GIANT COCKROACHES PRECEDED DINOSAURS
According to a recent Reuters report, giant cockroaches were alive millions of years before the dinosaurs.
Scientists reported earlier this year that they had found the largest-ever complete fossil of a cockroach. The 300 million-year-old fossil is so complete that the team at Ohio State University can make out the veins on its wings and the bumps on its body.
The roach lived during the Carboniferous period, when Ohio was a giant tropical swamp, Cary Easterday, a graduate student who helped study the fossil, said.

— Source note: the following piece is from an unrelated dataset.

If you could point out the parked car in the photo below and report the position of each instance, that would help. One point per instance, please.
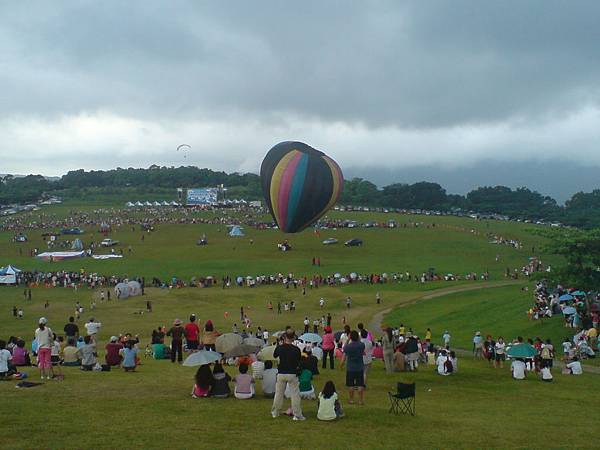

“Normally, we can only hope to find fossils of shell and bones, because they have minerals in them that increase their chances for preservation, but something unusual about the chemistry of this ancient site preserved organisms without shell or bones with incredible detail,” Easterday said.
The 3½-inch-long insect known as Arthropleura pustulatus was so well preserved that Easterday could see its legs and antennae, folded around its body, as well as its mouthparts.
Easterday said the fossil cockroach is about twice as big as the average American roach, although just a bit smaller than cockroaches that live in some tropical areas.
UNEMPLOYMENT RATE RISES
Employment fell sharply in October, and the unemployment rate jumped to 5.4 percent, the Bureau of Labor Statistics of the U.S. Department of Labor reported in November. The job losses in October were spread across most industry groups, with especially large declines in manufacturing and services.
The labor market data from the household and payroll surveys for the month of October are the first data from these surveys to reflect broadly the impact of the terrorist attacks of Sept. 11. The labor market had been weakening before the attacks, and those events clearly exacerbated this weakness. It is not possible, however, to quantify the job-market effects of the terrorist attacks.
The number of unemployed persons increased by 732,000 to 7.7 million in October. The unemployment rate rose by 0.5 percentage point to 5.4 percent, seasonally adjusted, the highest level since December 1996. Since October 2000, when both measures had reached their most recent lows, the unemployment level has risen by 2.2 million and the rate by 1.5 percentage points.